True, but that factor should be balanced against the medicare contribution (which I have no prob with) and 30% rebate (which I do) for a total health cross-subsidy figure.
In a net sense, the public purse is subsidising private choices, to the detriment of the public health system.
Basically: id like to see a genuine market in private health; and a health rather than protectionist industry policy approach to the sector.
I assume thats not a particularly radical position, but post-Howard, who knows?
LeftyE: well I could have gone into the public system and I doubt it would have cost a lot less to perform, it’s just that the state government & Medicare would be paying for it, not me, Medibank Private & Medicare.
The coalition policy is as much about coaxing people to pay for some of their hospital care rather than let the state governments carry the tab. It does that by giving patients a choice that’s worth getting their wallets out for. Sorry to hear your choice didn’t work out so well, but at least with a private system you can choose not to make that choice again. In the public system you have no choice other than which hospital’s ER room to park yourself in.
It’d be nice if the state had enough money to pay for everyone to go to a public hospital, but it doesn’t, and won’t (although I think most would back an increase in the Medicare Levy). The alternative is to relieve pressure on limited public means by encouraging private co-payments. This is about the best system for doing that.
At least in this country our medical expenses aren’t really legal expenses by other means like they are in the USA.
Fair enough Craig – and I guess Ive said my piece.
Just to clarify though – our choice of public hospital for childbirth worked out very well.
The negative story I referred to above were from friends of ours who went private. eg no anesthetists on hand when they needed them.
Patrickg – Private health insurance coverage hasn’t been below 30%, even without any subsidy. And there is always self-insurance on top of that – people just paying private hospitals themselves.

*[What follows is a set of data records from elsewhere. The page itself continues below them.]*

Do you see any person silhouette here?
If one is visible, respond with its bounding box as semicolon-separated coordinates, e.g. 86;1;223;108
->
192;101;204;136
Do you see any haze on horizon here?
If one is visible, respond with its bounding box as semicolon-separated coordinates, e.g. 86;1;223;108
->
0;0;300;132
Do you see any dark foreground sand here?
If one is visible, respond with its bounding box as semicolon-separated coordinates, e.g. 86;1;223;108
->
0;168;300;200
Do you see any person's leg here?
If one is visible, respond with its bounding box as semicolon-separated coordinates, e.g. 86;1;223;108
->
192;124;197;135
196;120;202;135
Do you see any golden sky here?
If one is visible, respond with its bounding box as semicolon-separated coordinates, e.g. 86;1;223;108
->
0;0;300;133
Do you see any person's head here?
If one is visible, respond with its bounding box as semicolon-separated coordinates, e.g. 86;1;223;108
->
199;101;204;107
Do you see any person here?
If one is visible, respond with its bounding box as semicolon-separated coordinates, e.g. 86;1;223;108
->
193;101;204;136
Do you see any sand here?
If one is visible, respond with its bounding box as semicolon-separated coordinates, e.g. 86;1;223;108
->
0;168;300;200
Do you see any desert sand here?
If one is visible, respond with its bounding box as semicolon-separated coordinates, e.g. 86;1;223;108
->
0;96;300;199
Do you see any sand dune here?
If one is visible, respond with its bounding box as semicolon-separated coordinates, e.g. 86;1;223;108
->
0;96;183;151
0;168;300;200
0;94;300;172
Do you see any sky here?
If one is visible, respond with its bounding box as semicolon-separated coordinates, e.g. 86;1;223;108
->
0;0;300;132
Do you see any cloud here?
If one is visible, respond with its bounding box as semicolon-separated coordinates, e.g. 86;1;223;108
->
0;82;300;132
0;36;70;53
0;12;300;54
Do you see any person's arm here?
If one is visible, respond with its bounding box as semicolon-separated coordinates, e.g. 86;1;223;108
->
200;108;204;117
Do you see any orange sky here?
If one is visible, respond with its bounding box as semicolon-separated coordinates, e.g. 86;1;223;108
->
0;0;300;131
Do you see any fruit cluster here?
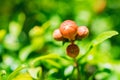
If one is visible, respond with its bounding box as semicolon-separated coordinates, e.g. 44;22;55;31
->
53;20;89;58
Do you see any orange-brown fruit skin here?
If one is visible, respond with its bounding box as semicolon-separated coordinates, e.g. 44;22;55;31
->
60;20;78;41
76;26;89;39
66;44;80;58
53;29;64;41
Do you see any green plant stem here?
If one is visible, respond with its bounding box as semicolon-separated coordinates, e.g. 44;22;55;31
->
74;58;81;80
7;65;26;80
78;45;93;62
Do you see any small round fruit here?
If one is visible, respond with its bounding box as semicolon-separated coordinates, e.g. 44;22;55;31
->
66;44;79;58
60;20;78;40
53;29;63;41
76;26;89;39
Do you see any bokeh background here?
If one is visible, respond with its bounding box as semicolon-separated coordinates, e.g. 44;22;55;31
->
0;0;120;80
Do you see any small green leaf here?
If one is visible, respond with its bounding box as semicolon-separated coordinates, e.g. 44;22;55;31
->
28;67;42;79
45;59;61;68
19;45;33;61
92;31;118;46
30;54;60;66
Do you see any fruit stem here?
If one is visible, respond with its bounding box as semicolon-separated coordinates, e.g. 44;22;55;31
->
74;58;81;80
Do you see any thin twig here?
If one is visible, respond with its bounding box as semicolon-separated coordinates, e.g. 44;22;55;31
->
74;58;80;80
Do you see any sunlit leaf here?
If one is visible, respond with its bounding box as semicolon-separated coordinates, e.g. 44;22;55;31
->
28;67;42;79
7;65;26;80
92;31;118;46
19;46;33;61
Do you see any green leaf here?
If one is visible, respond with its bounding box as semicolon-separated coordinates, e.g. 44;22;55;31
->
7;65;26;80
30;54;60;66
28;67;42;80
64;65;74;76
19;45;33;61
78;31;119;61
92;31;118;46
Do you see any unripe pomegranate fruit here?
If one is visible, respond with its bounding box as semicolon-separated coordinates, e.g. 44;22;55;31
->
76;26;89;39
66;44;79;58
53;29;63;41
60;20;78;41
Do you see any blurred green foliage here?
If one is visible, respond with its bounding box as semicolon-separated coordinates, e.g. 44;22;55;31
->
0;0;120;80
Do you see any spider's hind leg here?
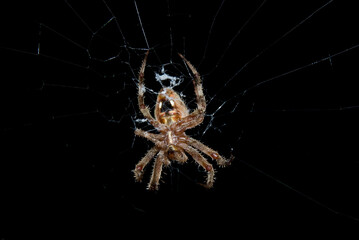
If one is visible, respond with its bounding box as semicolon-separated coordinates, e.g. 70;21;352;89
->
183;145;214;188
132;147;158;182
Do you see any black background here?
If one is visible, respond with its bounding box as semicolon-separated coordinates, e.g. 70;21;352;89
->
0;1;359;239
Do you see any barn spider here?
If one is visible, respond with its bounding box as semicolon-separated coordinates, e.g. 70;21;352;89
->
133;51;233;190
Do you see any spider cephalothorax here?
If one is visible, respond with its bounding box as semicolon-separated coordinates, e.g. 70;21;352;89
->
133;51;232;190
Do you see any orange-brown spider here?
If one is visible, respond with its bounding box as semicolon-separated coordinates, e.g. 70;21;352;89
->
133;51;232;190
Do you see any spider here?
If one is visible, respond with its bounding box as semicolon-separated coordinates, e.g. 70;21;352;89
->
133;51;233;190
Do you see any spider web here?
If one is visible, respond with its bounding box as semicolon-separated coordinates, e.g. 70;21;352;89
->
0;0;359;236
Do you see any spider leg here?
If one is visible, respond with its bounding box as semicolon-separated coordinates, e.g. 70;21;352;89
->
132;147;158;182
135;128;163;147
186;137;234;167
178;53;207;130
147;151;168;190
138;51;160;128
178;53;206;113
181;144;214;188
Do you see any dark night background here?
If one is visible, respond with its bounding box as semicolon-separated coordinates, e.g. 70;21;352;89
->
0;0;359;239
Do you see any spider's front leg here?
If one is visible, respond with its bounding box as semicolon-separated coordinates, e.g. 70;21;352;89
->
186;137;234;167
147;151;168;190
135;128;163;147
138;51;160;129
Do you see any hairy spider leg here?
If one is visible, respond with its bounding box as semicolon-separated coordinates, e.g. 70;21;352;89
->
186;137;233;167
138;51;160;129
178;53;206;131
181;144;214;188
147;151;168;190
132;147;159;182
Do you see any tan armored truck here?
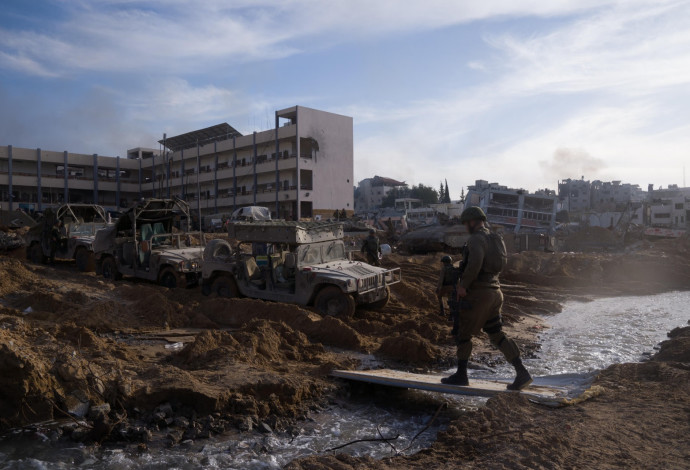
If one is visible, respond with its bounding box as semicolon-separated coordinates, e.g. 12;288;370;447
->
24;204;108;271
94;199;203;288
202;221;401;316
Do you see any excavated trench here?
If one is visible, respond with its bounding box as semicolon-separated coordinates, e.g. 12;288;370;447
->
0;292;690;470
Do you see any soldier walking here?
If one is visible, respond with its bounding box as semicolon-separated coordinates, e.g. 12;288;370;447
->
441;207;532;390
50;220;62;264
362;228;381;266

The point is not that you have high-risk care once in public hospitals; it is that you cannot get in when you want to get in and cannot get add-ons that are not medically essential but make an unpleasant experience slightly less so, such as your own room.
I’m certainly not going to limit my power to get the medical services I need when I need them to a vote every three years.

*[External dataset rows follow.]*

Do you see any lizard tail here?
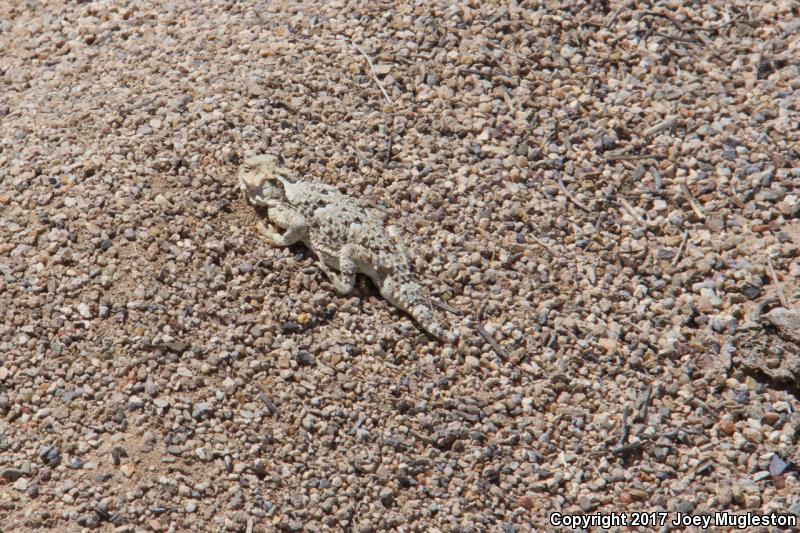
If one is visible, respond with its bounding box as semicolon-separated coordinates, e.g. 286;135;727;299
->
381;275;458;343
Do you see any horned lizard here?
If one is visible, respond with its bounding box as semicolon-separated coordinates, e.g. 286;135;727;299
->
238;155;458;342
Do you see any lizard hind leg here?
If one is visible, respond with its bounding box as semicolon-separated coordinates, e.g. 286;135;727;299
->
380;276;458;343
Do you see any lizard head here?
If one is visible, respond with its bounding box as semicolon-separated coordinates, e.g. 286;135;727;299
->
238;155;289;205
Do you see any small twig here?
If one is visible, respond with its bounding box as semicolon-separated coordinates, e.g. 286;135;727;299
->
606;154;667;163
672;229;689;266
619;407;629;446
653;31;700;44
430;298;464;315
472;304;508;359
680;183;706;219
558;175;592;213
619;196;644;226
767;256;789;309
611;440;644;457
642;115;678;139
351;43;394;105
606;4;625;28
253;382;278;415
633;387;653;422
642;11;684;32
511;234;554;255
383;127;394;166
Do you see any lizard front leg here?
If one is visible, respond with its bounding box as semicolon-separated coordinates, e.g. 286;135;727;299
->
258;206;308;246
319;244;357;295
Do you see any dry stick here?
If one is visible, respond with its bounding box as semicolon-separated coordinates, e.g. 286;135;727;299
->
633;387;653;422
767;256;789;309
619;196;644;226
383;126;394;166
558;175;592;213
619;407;629;446
472;305;508;359
351;43;394;105
680;182;706;219
606;154;667;163
511;235;555;257
653;31;700;44
606;5;625;29
672;229;689;266
642;115;678;139
428;298;464;315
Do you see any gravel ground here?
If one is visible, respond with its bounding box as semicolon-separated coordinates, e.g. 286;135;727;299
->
0;0;800;532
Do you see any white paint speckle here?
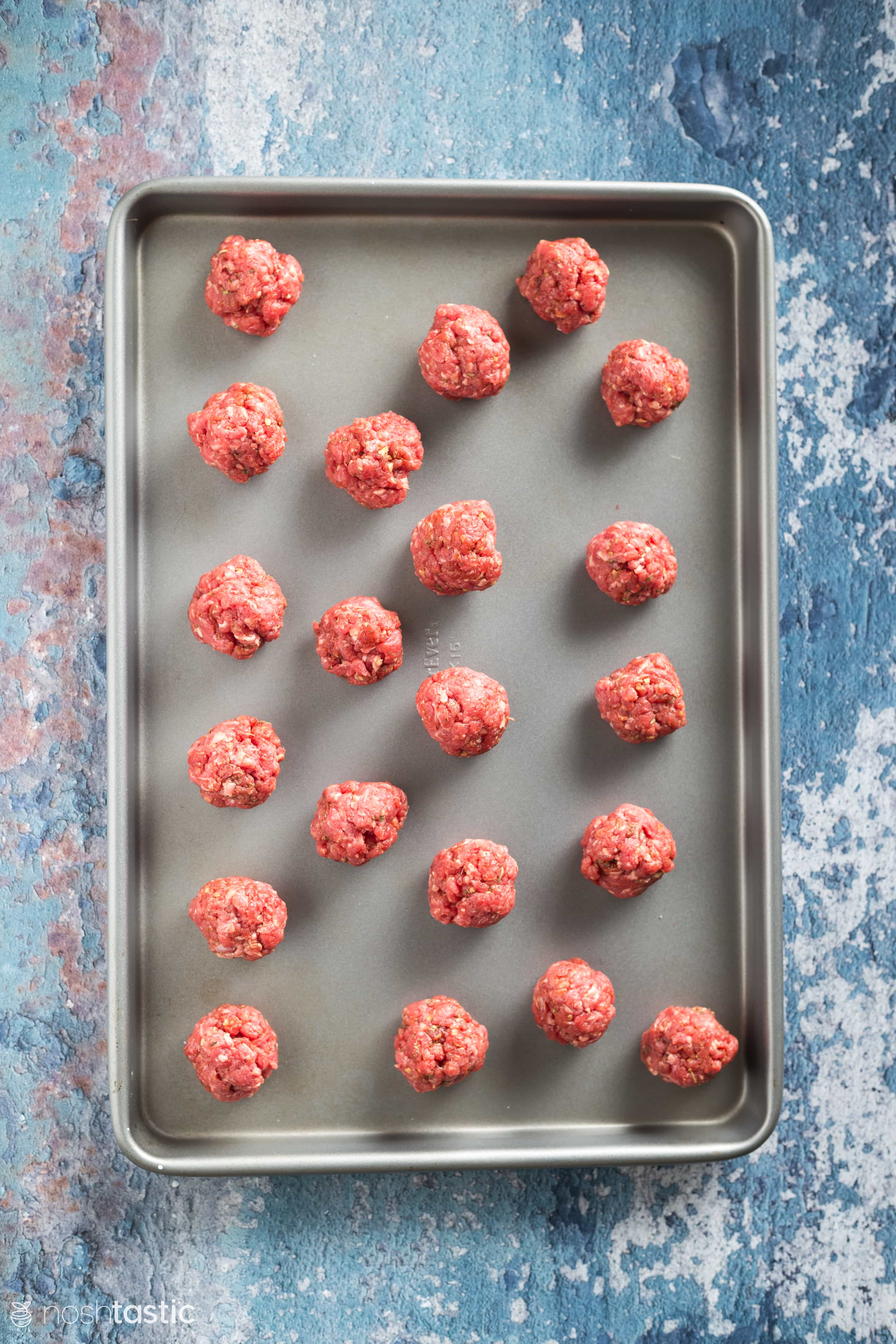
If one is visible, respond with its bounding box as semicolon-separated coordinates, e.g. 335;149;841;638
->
559;1261;588;1283
853;0;896;117
563;19;584;56
511;0;541;23
198;0;332;176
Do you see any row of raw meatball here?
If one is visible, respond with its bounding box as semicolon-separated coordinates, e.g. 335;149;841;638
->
187;629;688;808
195;235;691;495
184;984;737;1102
187;511;678;685
190;801;676;961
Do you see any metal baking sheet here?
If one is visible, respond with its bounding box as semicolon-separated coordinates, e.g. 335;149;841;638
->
106;179;782;1173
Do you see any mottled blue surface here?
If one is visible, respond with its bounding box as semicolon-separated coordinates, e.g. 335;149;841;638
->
0;0;896;1344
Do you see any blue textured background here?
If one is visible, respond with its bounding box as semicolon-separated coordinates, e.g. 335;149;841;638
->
0;0;896;1344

Although a recent study found that when it comes to having heart problems its now better to go to private hospital than a public one, because the public ones are under enough financial pressure they are doing less tests. Just a few years ago I’m sure the situation would have been reversed with the public hospitals better for emergency like cases because they have more experience. Not that you generally get to choose
in emergency situations
Andrew, this:
is nowhere near the same as this:
Your argument is at best disingenuous, and at worst deceptive. You do not have enough information to equate the proportion of the population who hold (some form of) private health insurance with the proportion of the population who are “never going to trust the state with … healthcare”. You’re going to need to try again, perhaps without the free market blinkers on.
Alister – Fair enough, ‘never’ was a bit strong. But that was data from the whole period since Hawke introduced Medicare, roughly 50-50 Coalition and Labor governments. So during a quarter-century of universal healthcare coverage, at least 30% were not prepared to accept the state as the sole provider of hospital care.
And we are seeing the same underlying problem happening again. The government has conflicting objectives; they believe that spending needs to be contained to keep inflation down. Frankly, if I need a hospital stay I don’t care about inflation.
There are strong theoretical reasons why governments won’t reliably deliver healthcare in the way some people want, and extensive empirical evidence as well.
And as we have seen, when the cost of private health insurance drops even more people take it out – suggesting that the underlying preference for private health is well above 30%.